Le fléau de la drogue en milieu scolaire
Derrière cet acte de vandalisme extrême se cache une réalité beaucoup plus sombre qui gangrène le système éducatif. Les autorités académiques pointent du doigt l’influence grandissante des réseaux criminels au sein des campus. « Les vendeurs de stupéfiants considèrent ce cadre scolaire comme un marché potentiel, car la forte concentration d’élèves représente une opportunité pour l’écoulement de drogues » , a expliqué avec amertume Crépin Ebe Mba pour justifier cette escalade de la violence.
Une vidéo de l’incident
L’ampleur démographique de ce pôle éducatif en fait en effet une cible de choix pour les trafiquants en tout genre. Le complexe regroupe à lui seul environ 3 300 élèves pour le lycée technique national Omar Bongo, auxquels s’ajoutent les 1 200 apprenants du lycée technique national de Libreville et les 1 100 étudiants de l’Institut de technologie d’Owendo (ITO). Cette concentration massive de plus de 5 000 jeunes crée un écosystème vulnérable que les criminels cherchent à exploiter à des fins mercantiles.

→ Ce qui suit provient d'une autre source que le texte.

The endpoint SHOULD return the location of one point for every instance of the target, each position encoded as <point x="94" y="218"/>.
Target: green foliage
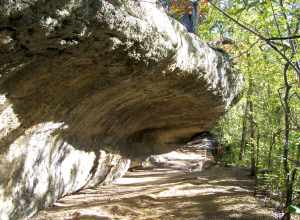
<point x="262" y="67"/>
<point x="294" y="209"/>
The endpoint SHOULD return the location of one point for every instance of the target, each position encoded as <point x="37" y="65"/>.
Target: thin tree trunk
<point x="252" y="138"/>
<point x="287" y="174"/>
<point x="272" y="143"/>
<point x="244" y="131"/>
<point x="257" y="149"/>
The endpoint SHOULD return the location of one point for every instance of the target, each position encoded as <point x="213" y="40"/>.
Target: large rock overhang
<point x="119" y="73"/>
<point x="82" y="82"/>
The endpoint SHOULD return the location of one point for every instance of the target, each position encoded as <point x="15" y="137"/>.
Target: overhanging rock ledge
<point x="87" y="84"/>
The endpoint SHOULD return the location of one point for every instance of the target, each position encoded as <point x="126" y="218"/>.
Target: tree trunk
<point x="252" y="138"/>
<point x="244" y="131"/>
<point x="287" y="174"/>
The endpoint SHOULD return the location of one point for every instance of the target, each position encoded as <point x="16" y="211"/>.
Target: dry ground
<point x="216" y="193"/>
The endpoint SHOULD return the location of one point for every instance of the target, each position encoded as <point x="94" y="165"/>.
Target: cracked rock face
<point x="86" y="85"/>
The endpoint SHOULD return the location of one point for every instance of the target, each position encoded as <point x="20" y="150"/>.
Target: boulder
<point x="86" y="85"/>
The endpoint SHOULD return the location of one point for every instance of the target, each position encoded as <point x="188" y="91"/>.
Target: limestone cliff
<point x="87" y="84"/>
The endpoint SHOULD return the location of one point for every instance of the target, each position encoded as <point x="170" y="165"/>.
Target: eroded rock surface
<point x="86" y="84"/>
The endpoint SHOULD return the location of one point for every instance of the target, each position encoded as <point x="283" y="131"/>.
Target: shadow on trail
<point x="216" y="193"/>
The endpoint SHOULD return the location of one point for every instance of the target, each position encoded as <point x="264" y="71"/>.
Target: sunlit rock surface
<point x="84" y="85"/>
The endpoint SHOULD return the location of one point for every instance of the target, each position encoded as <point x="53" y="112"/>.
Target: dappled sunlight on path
<point x="215" y="193"/>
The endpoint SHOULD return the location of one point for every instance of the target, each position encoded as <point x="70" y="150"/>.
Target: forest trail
<point x="216" y="193"/>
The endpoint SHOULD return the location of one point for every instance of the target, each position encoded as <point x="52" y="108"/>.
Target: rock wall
<point x="86" y="84"/>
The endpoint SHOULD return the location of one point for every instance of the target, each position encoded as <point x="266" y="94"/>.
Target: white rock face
<point x="84" y="85"/>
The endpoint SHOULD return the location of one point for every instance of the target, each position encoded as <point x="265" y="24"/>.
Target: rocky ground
<point x="166" y="193"/>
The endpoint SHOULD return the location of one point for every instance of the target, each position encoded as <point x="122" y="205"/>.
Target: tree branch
<point x="259" y="35"/>
<point x="284" y="38"/>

Des sanctions judiciaires et disciplinaires attendues
Alors que les enquêteurs de la police judiciaire tentent de démêler les responsabilités individuelles de chaque élève arrêté, l’administration scolaire prépare sa propre riposte. Parallèlement aux poursuites pénales qui pourraient découler de cette attaque au cocktail Molotov, la direction de l’établissement n’exclut pas l’ouverture imminente de conseils de discipline. Les auteurs de ces actes devront répondre de leur comportement devant le corps professoral.

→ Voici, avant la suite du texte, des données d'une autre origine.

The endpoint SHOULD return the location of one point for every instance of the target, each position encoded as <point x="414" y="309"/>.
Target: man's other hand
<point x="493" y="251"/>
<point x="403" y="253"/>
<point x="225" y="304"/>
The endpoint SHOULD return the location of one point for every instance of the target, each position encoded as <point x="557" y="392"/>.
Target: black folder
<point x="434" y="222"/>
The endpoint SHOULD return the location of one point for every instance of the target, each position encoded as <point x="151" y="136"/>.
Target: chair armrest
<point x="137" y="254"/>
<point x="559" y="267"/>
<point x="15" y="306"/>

Les sanctions académiques envisagées s’annoncent particulièrement sévères, pouvant aller d’une exclusion temporaire à une radiation définitive des effectifs. Cet événement dramatique relance avec acuité le débat sur la sécurisation des établissements scolaires au Gabon, obligeant les pouvoirs publics à repenser les dispositifs de surveillance pour protéger les apprenants des dérives criminelles qui menacent leur avenir.